O papel primordial da Cultura

Uma das grandes conquistas da civilização foi a individuação humana. Os grandes contratualistas – Hobbes, Locke, Rousseau – cada um à sua maneira, desenhou o ser humano primeiro como um indivíduo completo e só depois como um problema social. No início, somos um, livres como em Hobbes, felizes como em Rousseau, dotados de direitos como em Locke. Freud certamente riu ao ler essas teorias, mas não discordou inteiramente delas. A capacidade humana de produzir um Eu de vontade e de controle, mesmo que não soberano, é uma peculiaridade da nossa espécie e um resultado de cada época e lugar. Quanto menos ignorante e repressor for o ambiente, mais é possível sublimar as forças pulsionais em atividades prazerosas e não destrutivas. A Cultura, portanto, é a saída para a humanidade; e por Cultura devemos entender criação do que não existe e desenvolvimento e refinamento do que existe, agregando camadas sobre camadas, depois filtrando e depurando, para enfim usar ou expor, tornando a vida mais prática, alegre e bonita.

A Cultura afeta nossos gestos e nossa relação com o Outro. Afinal, desejo sem peias é o estado de guerra. Mas o desejo estabilizado pela atividade incessante do deslocamento ou da multiplicação dos objetos traduz-se como capacidade de produção de mundos que tornam a vida mais rica porque mais interessante. Uma qualidade da pessoa culta é justamente a abertura para as diversas manifestações humanas: quanto mais desafiadoras, quanto mais instigantes, quanto mais exigentes, melhor. Um livro, uma peça, uma ópera, um filme, uma conversa, um relacionamento. Nesse processo, a simplicidade não se confunde com a rudeza, com o mal acabado, com o desleixo. Ao contrário, a simplicidade é a quintessência do refinamento. Obra de muito apuro, atenção, treinamento: um gol, um verso, uma foto, uma cena, um passo de dança, um convite, um prato, um drink, um beijo. E viver assim e viver para isso é tudo o que o mundo precisa.

Uma educação para a Cultura exige imprimir no indivíduo a história desse longo trajeto de criação e aprimoramento, mas imprimir com tinta removível, como uma pele de cobra ou uma crisálida. Alimentado pela vivência das histórias das grandes obras, a Cultura não espera repetição, mas inspiração para novos voos. Educar para a Cultura é narrar a beleza dos esforços das pessoas – e isso requer envolvimento, tempo, disposição, esforço, prática. É como a pipa em uma tarde de pouco vento. Ou com muito vento. De uma forma ou de outra, é a habilidade de quem a conduz que permite sua exibição para os olhos dos admiradores. Educar para a Cultura não pressupõe currículo, mas a intenção de compartilhar a experiência criativa e embelezadora do mundo com quem se dispuser.
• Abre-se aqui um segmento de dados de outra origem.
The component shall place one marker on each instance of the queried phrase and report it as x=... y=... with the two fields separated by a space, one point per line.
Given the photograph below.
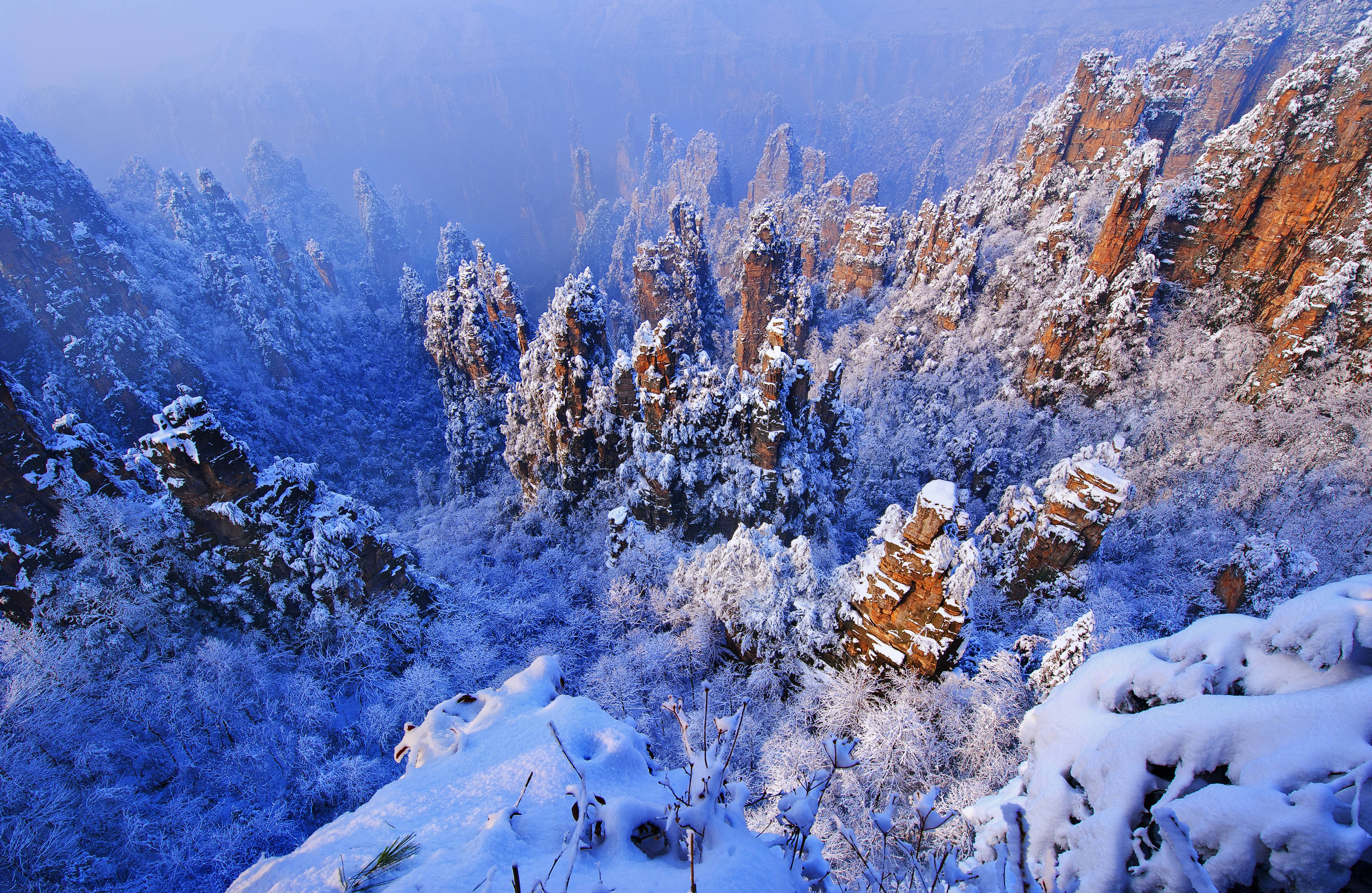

Um indivíduo tem um nome, um nome que escolhe para si. E veste-se como se sente bem e porta-se da forma que espera ser visto, e age como a liberdade permite, um narciso que só tem por limite o olhar do outro e sua voz imperativa: “sim, eu quero; não, não quero”. Um mundo de Cultura é o melhor – penso que o único – anteparo contra a barbárie, que vê o indivíduo como parte de uma espécie, limitado pela Biologia, determinado a agir porque é assim que se deve, condenado a repetir a tradição de gestos e usos, sem criar ou desconstruir nada. A Cultura é o melhor antídoto contra a hierarquia que não se recicla, repetindo os mesmos chavões e entoando os mesmos hinos, presos a uma nostalgia que não passa de lembrança encobridora de velhos traumas de infância.

Sem Cultura não há resistência possível. E não adianta falar em trincheiras e em armas, em vingança ou castigo. Uma pessoa que construiu uma vida cheia de filigranas intrigantes fica meio ridícula com esse discurso, como uma roupa frouxa ou apertada demais. Ou nos impomos com palavras e gestos cheios de graça e alegria ou é melhor que a luz se apague de vez.

*Daniel Medeiros é doutor em Educação Histórica e professor de Humanidades no Curso Positivo.